Terje Tvedt believes that uncertainty concerning the future climate is mostly uncertainty about how water will flow through the landscape.
This is a new way of thinking about the future, based mainly on new knowledge about how the climate has changed radically, in a historical perspective. This uncertainty will not disappear. It will influence geopolitical strategies, all levels of societal planning, investments and the like. It’s no longer possible to believe that the present climate and waterscape will remain unaltered, because we now know that changes have occurred earlier. But no one knows with certainty how the climate will change in the future, says Terje Tvedt.
The conference “The Age of Uncertainty”, which takes place in the Egg at the Student Centre at UiB on the 16th – 18th February, was initiated by the professor. The three-day conference will discuss the relationship between water, social development and environment with special focus on how different water systems have an impact on the development of different communities.
Water and history
Tvedt has worked on developing perspectives and concepts that can be used to study the relationship between water and community. He has studied the element for many years, written several books and articles on the subject and is responsible for the prizewinning documentaries “ A Journey in the History of Water” and “A Journey in the Future of Water”.
– If we look at the rise and fall of civilizations, such as Angkor Wat, the Sumerian kingdom and the Indus civilization, they are all now being analysed in relation to water. How have changes in water systems influenced their history? I think that it’s worth studying the relationship between water and society, because water is the only resource that all communities throughout the ages, have been forced to take into consideration, and it’s a resource which they have been able to control. If science is about shedding new light on things that we think we know about but perhaps don’t completely understand, then it could be worthwhile to make use of this perspective, says Tvedt.
Under the ice
If we are to understand the processes that influence climate change and how society deals with them, I think it is a good idea to look at them in a global perspective. For example, some areas might be hit hard by climate change, while others might have a positive outcome or not be affected at all by the same changes, says Tvedt.
– We aren’t in the same boat now either. If the ice on Greenland melts, it will have a big effect on sea level. But Greenland could make a lot of money on hydroelectric power as a result, and the ice will not after all melt overnight. One could also wonder about what’s hidden under the ice. And it’s not so bad if the ice on Greenland melts for people that don’t like being cold, says Tvedt.
The conference is a collaborative project between research group “Understanding the Role of Water in History and Development” of The Centre for Advanced Study (CAS) at The Norwegian Academy of Science and Letters in Oslo where Tvedt was group leader, and the Department of Geography, the Nile Basin Research Programme, the Faculty of Social Sciences at UiB, and The Nordic Africa Institute in Uppsala, Sweden.

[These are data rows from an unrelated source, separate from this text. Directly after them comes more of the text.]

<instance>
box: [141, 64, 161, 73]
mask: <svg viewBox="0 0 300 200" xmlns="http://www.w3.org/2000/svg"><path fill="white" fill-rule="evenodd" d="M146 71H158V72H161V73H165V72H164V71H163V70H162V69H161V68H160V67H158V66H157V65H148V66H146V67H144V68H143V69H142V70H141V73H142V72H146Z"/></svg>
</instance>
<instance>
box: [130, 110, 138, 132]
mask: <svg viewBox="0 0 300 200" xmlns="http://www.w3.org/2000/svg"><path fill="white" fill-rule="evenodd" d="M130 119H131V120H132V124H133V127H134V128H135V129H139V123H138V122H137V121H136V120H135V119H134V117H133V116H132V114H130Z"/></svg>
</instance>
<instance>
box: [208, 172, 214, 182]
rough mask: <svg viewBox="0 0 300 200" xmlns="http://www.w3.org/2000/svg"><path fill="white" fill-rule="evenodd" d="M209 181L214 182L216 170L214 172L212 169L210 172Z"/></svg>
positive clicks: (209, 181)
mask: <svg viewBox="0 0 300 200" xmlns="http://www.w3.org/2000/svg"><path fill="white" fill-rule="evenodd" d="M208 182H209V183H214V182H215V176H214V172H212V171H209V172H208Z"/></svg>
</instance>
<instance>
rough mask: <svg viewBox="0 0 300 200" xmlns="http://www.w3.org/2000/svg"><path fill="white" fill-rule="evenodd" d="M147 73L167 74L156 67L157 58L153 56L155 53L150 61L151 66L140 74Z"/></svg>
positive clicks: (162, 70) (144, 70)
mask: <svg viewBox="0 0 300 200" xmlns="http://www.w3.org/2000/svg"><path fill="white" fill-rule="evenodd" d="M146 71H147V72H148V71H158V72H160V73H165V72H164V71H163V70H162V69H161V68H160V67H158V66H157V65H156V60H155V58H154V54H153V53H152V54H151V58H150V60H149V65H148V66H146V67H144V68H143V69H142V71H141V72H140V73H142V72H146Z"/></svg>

Both natural science and social science academics will participate in the three-day conference. Tvedt points out that an interdisciplinary approach is necessary if there is to be a better understanding of this field of research.
– Social science academics just don’t understand how climate change can affect society unless they possess some knowledge of natural science, and natural science academics have often been superficial and mechanical when they have attempted to analyse how society will react to climate change. Terje Tvedt was editor for “A History of Water” to which about 120 researchers from 80 countries contributed.